И ведь даже если захочешь – не спишешь на гнев, на запал. Потому что он не сгоряча это бросил. Он говорил спокойно и холодно, а значит, продуманно. А значит, он действительно считал её такой. Способной торговать собой ради мелкой выгоды. Как бы ни ранило его недоверие, но если бы он обвинял её в предательстве, она бы ещё поняла. Но говорить такое…
Себя не помня, Полина вылетела из кабинета. Хорошо хоть смогла сдержаться и не разреветься при нём. Разревелась в лифте, в коридоре, в опустевшем кабинете продажников. Выплакала всё: и обиду, и боль, и любовь.
***
Утром Полине разрешили просидеть с Сашей почти полтора часа – Яков Соломонович распорядился. Ну а в одиннадцать в палату с грохотом и лязгом въехала каталка. Её кроху переложили и увезли.
Пока катили по коридору, Полина семенила рядом, стараясь поймать и не выпустить пальчики и приговаривала, что всё непременно будет хорошо. А потом стеклянные матовые двери операционного блока закрылись, отрезав её от Сашки, и потянулись долгие часы ожидания и страха.
Операция длилась без малого пять часов, за которые Полина едва не свихнулась.
"А вдруг что-то пойдёт не так? Сашка такая маленькая и слабая! А вдруг она не справится? И почему так долго? Не значит ли это, что всё плохо?".
Полина металась взад-вперёд по узенькому коридорчику для ожидающих. Не могла себя заставить присесть ни на минуту. Одна польза – на сто рядов прочитала и практически выучила все плакаты на белых крашенных стенах с полезной, хотя, в общем-то, уже знакомой информацией: о тонкостях послеоперационного ухода, о том, как восстанавливаться, о возможных осложнениях и, конечно, о воодушевляющих прогнозах на будущее.
Когда, наконец, вышел врач, может, и не врач – для Полины все в медицинской форме по умолчанию были врачами, она порывисто кинулась к нему и засыпала вопросами.
Мужчина выглядел достаточно молодо, но при этом казался выжатым до предела. На все её вопросы он лишь лаконично и сухо отвечал: «Операция прошла хорошо. Девочка сейчас под присмотром в реанимации».
Остальные члены бригады и вовсе ничего толком не говорили.
Мало-мальски развеял страхи Яков Соломонович.
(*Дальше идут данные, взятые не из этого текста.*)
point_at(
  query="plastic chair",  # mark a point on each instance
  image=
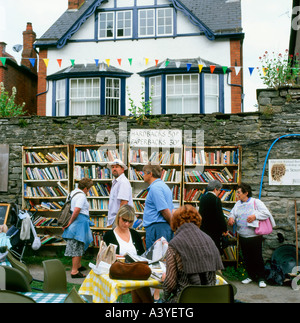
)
(74, 297)
(207, 294)
(8, 297)
(15, 280)
(55, 278)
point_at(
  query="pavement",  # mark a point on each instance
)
(249, 293)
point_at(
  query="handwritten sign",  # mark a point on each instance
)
(4, 211)
(156, 138)
(284, 171)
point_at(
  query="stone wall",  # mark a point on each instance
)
(279, 114)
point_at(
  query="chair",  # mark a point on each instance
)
(15, 280)
(207, 294)
(9, 297)
(55, 278)
(74, 297)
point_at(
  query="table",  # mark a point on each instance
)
(47, 297)
(106, 290)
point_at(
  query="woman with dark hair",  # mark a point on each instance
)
(192, 257)
(246, 214)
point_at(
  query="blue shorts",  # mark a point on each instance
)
(157, 230)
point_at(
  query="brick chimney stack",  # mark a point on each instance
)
(29, 37)
(75, 4)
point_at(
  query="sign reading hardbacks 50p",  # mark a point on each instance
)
(284, 171)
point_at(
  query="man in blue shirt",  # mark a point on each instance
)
(158, 206)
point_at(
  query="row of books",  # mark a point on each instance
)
(45, 222)
(216, 157)
(93, 171)
(32, 157)
(98, 204)
(223, 175)
(44, 191)
(99, 190)
(139, 206)
(99, 221)
(97, 155)
(47, 173)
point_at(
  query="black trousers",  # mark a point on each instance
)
(252, 254)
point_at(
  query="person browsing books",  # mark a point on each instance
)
(210, 208)
(78, 233)
(158, 206)
(192, 257)
(121, 191)
(128, 240)
(246, 213)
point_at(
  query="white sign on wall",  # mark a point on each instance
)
(156, 138)
(284, 171)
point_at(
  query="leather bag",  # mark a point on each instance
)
(139, 270)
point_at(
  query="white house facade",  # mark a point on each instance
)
(180, 54)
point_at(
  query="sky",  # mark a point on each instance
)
(266, 24)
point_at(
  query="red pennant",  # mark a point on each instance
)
(212, 68)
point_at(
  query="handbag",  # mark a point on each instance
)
(264, 226)
(139, 270)
(106, 254)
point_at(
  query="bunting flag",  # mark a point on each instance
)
(3, 60)
(251, 69)
(46, 61)
(32, 61)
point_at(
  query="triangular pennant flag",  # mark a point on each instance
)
(46, 61)
(265, 70)
(3, 60)
(237, 69)
(32, 61)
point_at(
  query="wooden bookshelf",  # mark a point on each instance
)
(45, 185)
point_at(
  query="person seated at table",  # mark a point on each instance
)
(192, 257)
(128, 240)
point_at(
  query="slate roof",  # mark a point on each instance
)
(217, 16)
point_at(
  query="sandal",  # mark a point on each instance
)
(78, 275)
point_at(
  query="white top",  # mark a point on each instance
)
(80, 201)
(120, 190)
(125, 246)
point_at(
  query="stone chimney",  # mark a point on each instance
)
(75, 4)
(29, 37)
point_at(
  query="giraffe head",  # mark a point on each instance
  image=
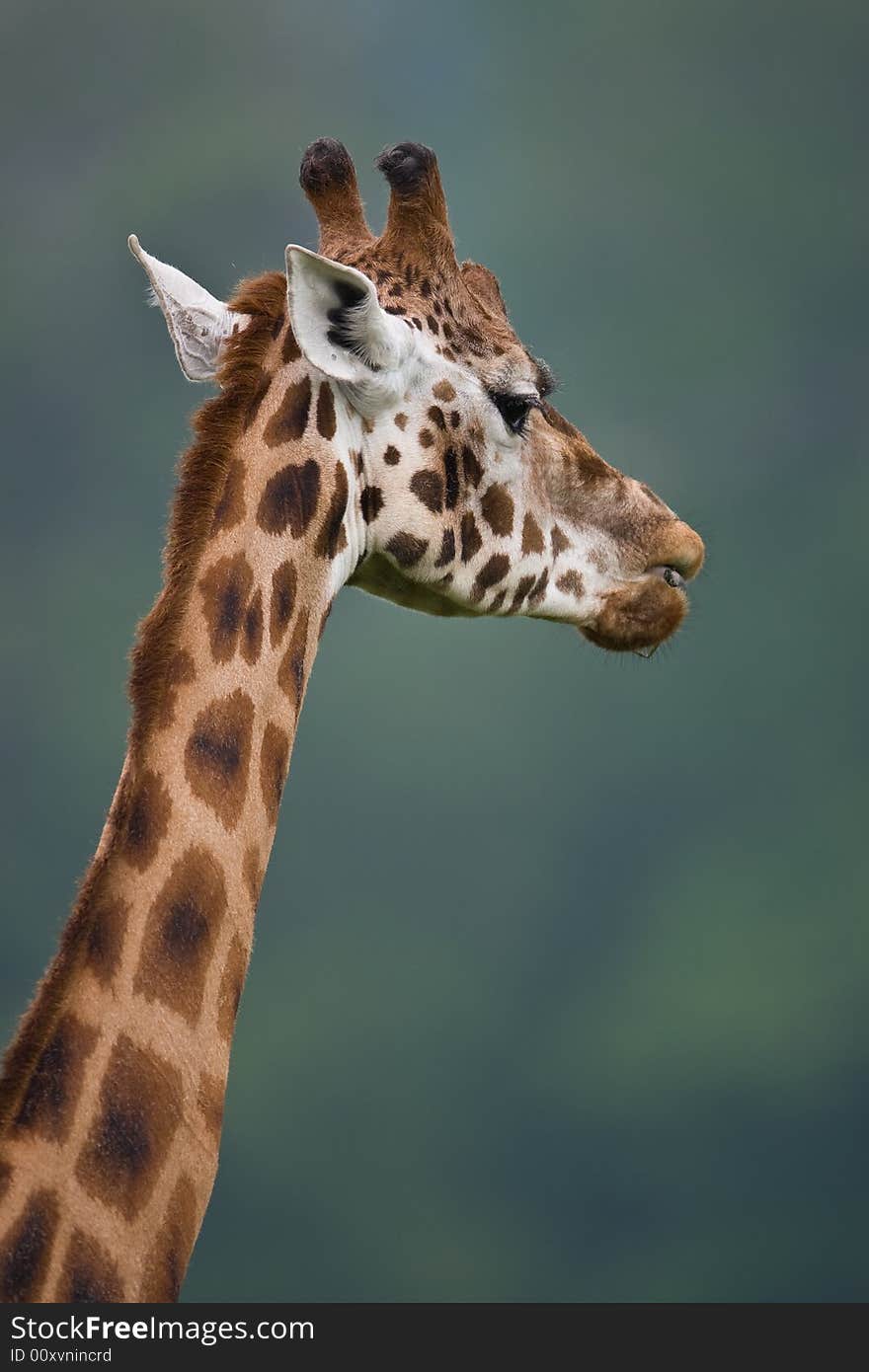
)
(477, 495)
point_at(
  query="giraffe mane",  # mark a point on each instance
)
(202, 474)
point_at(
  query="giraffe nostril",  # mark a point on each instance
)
(666, 572)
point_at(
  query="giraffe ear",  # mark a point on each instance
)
(338, 320)
(198, 323)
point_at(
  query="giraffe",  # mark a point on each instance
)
(378, 424)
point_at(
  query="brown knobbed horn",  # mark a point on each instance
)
(418, 206)
(327, 178)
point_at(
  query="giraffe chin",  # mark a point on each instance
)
(639, 618)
– Операция прошла без осложнений, – заверил он, пригласив Полину в свой кабинет. – Повреждённый аортальный клапан иссекли, вживили в аорту её собственный лёгочный клапан, а на место лёгочного поставили кондуит. Сейчас ребёнок под наблюдением в реанимации, отходит от наркоза. Она стабильна, так что волноваться пока не о чем, но пару дней понаблюдаем. Если всё будет в порядке, послезавтра переведём в палату интенсивной терапии, а на следующей неделе – уже в обычную палату.
– А к ней нельзя сейчас? Пожалуйста!
– Полина, – Яков Соломонович посмотрел с укоризной, – вы ведь сами всё понимаете, мы же не раз об этом говорили. У нас реанимации не одноместные, там несколько детишек очень тяжёлых, для которых чрезвычайно опасен любой лишний контакт. А что будет, если каждая мамочка вот так зайдёт к своему малышу? Мы же о вас, о ваших детях беспокоимся… Когда переведём вашего ребёнка в палату интенсивной терапии, разрешим посещение в отведённые часы. Ну а в обычной палате можете лежать вместе с ней. Так даже будет лучше.
– А ей больно?
– Ну, разрез на грудке, конечно, будет поначалу причинять боль, но я ей назначил обезболивающее. Так что она не страдает. И успокойтесь, Полина, всё будет хорошо. Не зацикливайтесь. А ваши выдержка и спокойствие в первую очередь нужны вашему ребёнку для скорейшего восстановления.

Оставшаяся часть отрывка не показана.